New book on storytelling, edited by Professor Hanna Meretoja, launched at Cohen Quad
Professor Hanna Meretoja, a Visiting Fellow at Exeter College, has co-edited a new scholarly collection on narrative interpretations’ effects on reality. The book is entitled The Use and Abuse of Stories: New Directions in Narrative Hermeneutics. Hanna Meretoja is Professor of Comparative Literature and Director of SELMA: Centre for Memory at the University of Turku in Finland. Her research primarily centres on the fields of narrative theory, narrative ethics, life-writing studies, cultural memory studies, trauma studies, and critical medical humanities.

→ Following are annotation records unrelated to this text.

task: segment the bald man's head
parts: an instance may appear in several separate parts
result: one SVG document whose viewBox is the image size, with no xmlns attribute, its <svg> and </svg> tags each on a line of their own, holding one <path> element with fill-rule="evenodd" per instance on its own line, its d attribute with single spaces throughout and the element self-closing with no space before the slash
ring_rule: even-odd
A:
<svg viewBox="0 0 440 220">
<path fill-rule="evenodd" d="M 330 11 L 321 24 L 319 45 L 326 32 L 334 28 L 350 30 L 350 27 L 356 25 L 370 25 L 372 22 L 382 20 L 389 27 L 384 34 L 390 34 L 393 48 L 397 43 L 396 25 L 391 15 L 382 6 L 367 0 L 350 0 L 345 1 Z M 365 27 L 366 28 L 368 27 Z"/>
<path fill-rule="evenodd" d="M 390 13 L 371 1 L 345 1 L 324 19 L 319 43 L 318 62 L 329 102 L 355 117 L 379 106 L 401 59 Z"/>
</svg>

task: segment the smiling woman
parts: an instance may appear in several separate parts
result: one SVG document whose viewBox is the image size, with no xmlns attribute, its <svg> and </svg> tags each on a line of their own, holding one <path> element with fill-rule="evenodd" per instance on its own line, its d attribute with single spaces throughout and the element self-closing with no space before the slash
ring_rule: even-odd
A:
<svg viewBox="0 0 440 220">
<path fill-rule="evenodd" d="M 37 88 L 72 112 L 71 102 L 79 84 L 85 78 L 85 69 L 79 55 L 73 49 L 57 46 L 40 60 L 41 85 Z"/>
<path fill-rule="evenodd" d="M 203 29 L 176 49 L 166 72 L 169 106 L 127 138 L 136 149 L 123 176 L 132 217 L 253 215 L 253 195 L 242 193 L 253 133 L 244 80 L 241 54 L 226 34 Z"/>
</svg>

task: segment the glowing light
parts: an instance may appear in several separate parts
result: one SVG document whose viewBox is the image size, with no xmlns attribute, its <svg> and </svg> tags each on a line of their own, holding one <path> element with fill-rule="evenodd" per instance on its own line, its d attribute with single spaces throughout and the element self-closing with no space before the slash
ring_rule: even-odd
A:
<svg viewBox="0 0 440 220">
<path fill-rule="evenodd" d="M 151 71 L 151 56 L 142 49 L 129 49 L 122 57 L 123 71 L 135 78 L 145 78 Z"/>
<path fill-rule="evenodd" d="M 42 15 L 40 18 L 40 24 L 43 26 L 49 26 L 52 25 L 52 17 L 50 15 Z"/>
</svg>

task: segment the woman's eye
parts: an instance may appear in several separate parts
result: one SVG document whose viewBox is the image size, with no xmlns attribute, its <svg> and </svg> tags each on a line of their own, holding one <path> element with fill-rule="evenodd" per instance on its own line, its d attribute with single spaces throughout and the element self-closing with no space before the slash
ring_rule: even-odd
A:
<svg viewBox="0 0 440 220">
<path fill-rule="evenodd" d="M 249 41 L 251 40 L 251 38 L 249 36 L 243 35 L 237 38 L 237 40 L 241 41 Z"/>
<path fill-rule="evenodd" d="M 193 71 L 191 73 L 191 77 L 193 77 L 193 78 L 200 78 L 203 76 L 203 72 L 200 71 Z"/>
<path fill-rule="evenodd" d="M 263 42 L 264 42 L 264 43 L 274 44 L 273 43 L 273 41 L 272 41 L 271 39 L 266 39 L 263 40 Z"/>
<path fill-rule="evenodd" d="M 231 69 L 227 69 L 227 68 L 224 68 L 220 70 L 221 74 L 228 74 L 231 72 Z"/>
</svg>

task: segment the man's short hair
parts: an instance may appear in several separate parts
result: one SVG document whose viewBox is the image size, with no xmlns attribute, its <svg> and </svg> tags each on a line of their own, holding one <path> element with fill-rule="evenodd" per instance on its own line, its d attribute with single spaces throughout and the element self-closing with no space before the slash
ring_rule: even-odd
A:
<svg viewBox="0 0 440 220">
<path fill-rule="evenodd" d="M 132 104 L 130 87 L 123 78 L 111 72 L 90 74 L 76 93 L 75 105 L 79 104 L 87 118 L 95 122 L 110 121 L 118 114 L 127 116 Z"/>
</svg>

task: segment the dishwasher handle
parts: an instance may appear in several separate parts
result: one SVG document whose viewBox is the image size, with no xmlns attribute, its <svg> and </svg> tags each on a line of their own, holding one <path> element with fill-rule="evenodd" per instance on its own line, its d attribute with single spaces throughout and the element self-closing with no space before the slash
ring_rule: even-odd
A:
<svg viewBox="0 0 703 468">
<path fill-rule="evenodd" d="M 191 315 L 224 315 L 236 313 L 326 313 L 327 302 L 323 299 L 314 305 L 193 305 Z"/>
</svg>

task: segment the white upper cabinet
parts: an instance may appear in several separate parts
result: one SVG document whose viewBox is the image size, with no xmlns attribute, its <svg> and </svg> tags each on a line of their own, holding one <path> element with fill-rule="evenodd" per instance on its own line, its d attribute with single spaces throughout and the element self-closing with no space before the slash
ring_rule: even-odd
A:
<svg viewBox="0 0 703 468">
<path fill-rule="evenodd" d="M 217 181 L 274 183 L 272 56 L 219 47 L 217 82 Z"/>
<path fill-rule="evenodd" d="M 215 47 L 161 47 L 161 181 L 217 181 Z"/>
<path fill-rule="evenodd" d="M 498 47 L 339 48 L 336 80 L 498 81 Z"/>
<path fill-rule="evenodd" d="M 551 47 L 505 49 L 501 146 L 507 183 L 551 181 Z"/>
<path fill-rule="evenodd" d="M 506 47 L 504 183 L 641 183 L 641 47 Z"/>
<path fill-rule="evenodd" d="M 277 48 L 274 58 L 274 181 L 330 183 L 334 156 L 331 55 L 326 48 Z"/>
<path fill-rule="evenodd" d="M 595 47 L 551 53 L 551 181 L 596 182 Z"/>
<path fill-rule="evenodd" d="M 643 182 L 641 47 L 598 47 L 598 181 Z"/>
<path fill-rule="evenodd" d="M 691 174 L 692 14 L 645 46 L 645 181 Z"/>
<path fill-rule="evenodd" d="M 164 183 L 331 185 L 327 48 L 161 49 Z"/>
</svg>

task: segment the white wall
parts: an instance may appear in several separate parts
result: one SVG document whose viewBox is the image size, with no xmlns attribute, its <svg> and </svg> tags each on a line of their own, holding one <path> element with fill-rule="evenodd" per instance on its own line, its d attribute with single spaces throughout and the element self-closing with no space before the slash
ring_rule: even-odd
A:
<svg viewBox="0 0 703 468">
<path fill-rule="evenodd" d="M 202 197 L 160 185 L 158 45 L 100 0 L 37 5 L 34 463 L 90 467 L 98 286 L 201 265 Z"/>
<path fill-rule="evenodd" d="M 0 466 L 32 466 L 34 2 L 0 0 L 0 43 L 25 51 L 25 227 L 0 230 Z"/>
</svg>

Mark P. Freeman, Distinguished Professor of Ethics and Society at the College of the Holy Cross, edited the work alongside Professor Meretoja. Earlier this month, Exeter College hosted a launch event for the book at our Cohen Quad site.
The Use and Abuse of Stories is an interdisciplinary work examining how stories are interpreted and how they affect issues of truth, facts, and narrative. Topics covered in the book range from the dangers of political narratives to questions of truth in medical and psychiatric practices. The book ultimately paves the way for understanding narrative as a meaning-making practice that is essential for us to understand who we are and who we could be.